Closed davidjennings closed 12 years ago
The problem with (1) is that the speed issue is related to the host we are collecting the data from.. and it can take a long time... Which means doing what you suggest about "Immediate" simply defers the problem to how do we write a HTML interface to represent a long-running transaction which might never terminate. So, yes "Add to queue" is perhaps more accurate, but isn't actually accurate, in that the real problem here is that the system to system interface is potentially long running and not particularly compatible with a HTML user session (Given for example, the OU course catalog)
I'll look at 2.. most of the issues around here seem to come from a perspective that harvesting a feed is an atomic transaction that can be completed almost instantly. The problem is that this isn't the case. The most common case is that the harvest will take 1-2 mins, and the edge cases can run to hours.
Because the checking is a background task, we don't really know when the next harvest will be, so it's hard to say "Will be harvested in HH:MM:SS.. this is because we have to run the feeds in series and due to the indeterminate time it takes to run each feed we can say "The next harvest will be in 5 mins" but if a particular job is 5th in the queue, and jobs 1,2,3 and 4 take 5 hours, Job 5 will run in 5 hours and 5 mins..

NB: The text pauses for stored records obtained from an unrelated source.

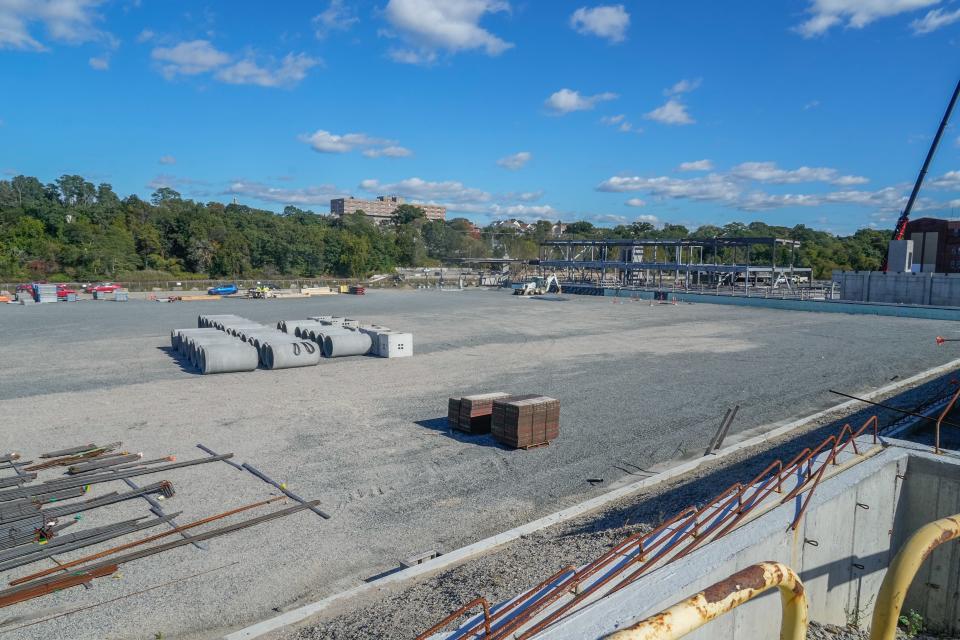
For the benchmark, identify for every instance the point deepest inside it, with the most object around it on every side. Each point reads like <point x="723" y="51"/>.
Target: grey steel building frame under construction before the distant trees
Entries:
<point x="734" y="265"/>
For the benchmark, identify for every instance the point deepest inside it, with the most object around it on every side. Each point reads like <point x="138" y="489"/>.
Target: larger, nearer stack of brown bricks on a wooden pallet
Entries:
<point x="525" y="421"/>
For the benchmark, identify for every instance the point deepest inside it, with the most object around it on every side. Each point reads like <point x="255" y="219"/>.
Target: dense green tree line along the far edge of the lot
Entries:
<point x="72" y="230"/>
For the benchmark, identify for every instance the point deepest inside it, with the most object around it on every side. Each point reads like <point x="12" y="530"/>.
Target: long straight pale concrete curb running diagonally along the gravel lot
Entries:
<point x="484" y="546"/>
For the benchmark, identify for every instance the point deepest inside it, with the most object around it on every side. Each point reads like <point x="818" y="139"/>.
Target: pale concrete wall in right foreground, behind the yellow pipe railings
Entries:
<point x="841" y="549"/>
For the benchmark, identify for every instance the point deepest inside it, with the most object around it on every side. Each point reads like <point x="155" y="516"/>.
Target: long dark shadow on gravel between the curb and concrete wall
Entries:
<point x="658" y="504"/>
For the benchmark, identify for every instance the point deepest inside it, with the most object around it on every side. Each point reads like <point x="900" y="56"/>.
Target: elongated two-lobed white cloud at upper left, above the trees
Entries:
<point x="197" y="57"/>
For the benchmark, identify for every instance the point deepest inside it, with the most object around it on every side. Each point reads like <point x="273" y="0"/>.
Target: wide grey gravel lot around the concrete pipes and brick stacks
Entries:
<point x="638" y="385"/>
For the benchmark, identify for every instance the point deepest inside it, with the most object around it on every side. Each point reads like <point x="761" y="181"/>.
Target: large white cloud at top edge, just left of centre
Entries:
<point x="429" y="26"/>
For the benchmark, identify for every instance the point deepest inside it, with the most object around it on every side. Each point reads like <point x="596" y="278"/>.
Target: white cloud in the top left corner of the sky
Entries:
<point x="67" y="21"/>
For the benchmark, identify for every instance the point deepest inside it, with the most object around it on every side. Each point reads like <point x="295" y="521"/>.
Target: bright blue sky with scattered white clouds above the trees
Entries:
<point x="801" y="111"/>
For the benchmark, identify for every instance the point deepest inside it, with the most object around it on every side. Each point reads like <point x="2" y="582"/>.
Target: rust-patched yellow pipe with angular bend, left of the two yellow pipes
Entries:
<point x="724" y="596"/>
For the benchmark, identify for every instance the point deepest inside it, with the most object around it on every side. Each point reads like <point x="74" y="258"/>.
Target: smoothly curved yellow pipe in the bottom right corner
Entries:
<point x="902" y="570"/>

There are 2 potential solutions here.. (1) change the hardware and networking requirements so we can run all jobs in parallel. This will let us tell users when jobs will start, although the end time is still entirely dependent upon the system we are harvesting from. (2) Figure out the right words to explain this to users.
Maybe theres a middle ground, but thats the problem as I see it from this end.
This is all helpful explanation. The main point seems to be that if "users will want to dip into this part of the system, check their data and move on", as I suggested, the hard truth is that they won't be able to for sound technical reasons. Fair enough.
Bearing in mind that uncertainties remain in solution (1), I suspect solution (2) may be the only really practical one.
If there are uncertainties such as the variation between 1-2 mins and 5+ hours, then the dialogue with the users has to prepare them for this, rather than just leaving them to find out the hard way. Need to be careful about expectations set by statements like "it should be picked up within the next 5 minutes"; old adage about better to under promise and over deliver. So, in this case, a warning message along lines of "This step depends on systems and data that are not part of this service, so it can take several hours (though in most cases it is completed in a matter of minutes".
Users need to be given the feedback and info to determine things like (a) if there are errors that have prevented harvesting (b) how and where should they check for and diagnose errors (c) what feedback is available about the kinds of errors
The best way to communicate this is probably not via one long manual-style explanation, but through providing relevant prompts and guidance at each stage of the process...
Could use some specific suggestions here.. not sure how to improve things..
I think we're agreed that the only way forward in the short term is to improve the feedback to users. I suggest:that the message displayed to users after the 'collect' button has been pressed AND the message displayed when the feed interval is changed should read:
" Feed x has been added to the queue for collection. This step depends on systems and data that are not part of the aggregation service, so it can take several hours (though in most cases it is completed in a matter of minutes)".
Yes, I'd agree with that, with first a minor alteration "Feed [or data feed if that is the term being used elsewhere] x has been added to the queue for collection. This step depends on systems and data that are not part of the Aggregator [for consistency and clarity - some users might not know what "aggregation service" is, but it says Aggregator in big letters at the top of the page], so it can take several hours (though in most cases it is completed in a matter of minutes)"."
But, second, could we add a link to a pop-up FAQ or similar e.g.
How frequently are data feeds collected? We run collection requests in the order we receive them. When several users are making requests at once, this may mean that you have to wait until other users' collection requests have been completed. However, in many cases your request may be initiated almost immediately.
How long does collection take? Because this depends on factors that we can't anticipate in advance of your request (such as the amount of data and data transfer speeds) we cannot give a firm estimate of this. Exceptionally it may take hours, but more often it will be a matter of a few minutes.
How will I know when an attempt has been made to collect my data feed? The time (and date) of the most recent collection of your data feed will be shown on the home page under "Last Check"
How will I know when collection of my data feed has been successful? [I'm not sure what the correct answer to this is]
Any thoughts about changing the "collect" button to "request collection" or "add to queue for collection"? As with all these points, in the absence of being able to observe or talk to real users trying out the aggregator, I am not wedded to a particular solution. I'm just trying to anticipate areas where they might get confused or stuck, and this seemed like one such area to me - my suggestions are attempts to make the workings more transparent and thereby give users more agency in understanding what's going on and what they can do...
At the moment there seems to be a high chance of this dialogue leaving users stuck and without the necessary information to enable them to get themselves unstuck. I recognise that the above account may contain some misunderstandings of what the actual process is -- but if that's the case, I think the misunderstanding are a symptom of how confusing the dialogue is.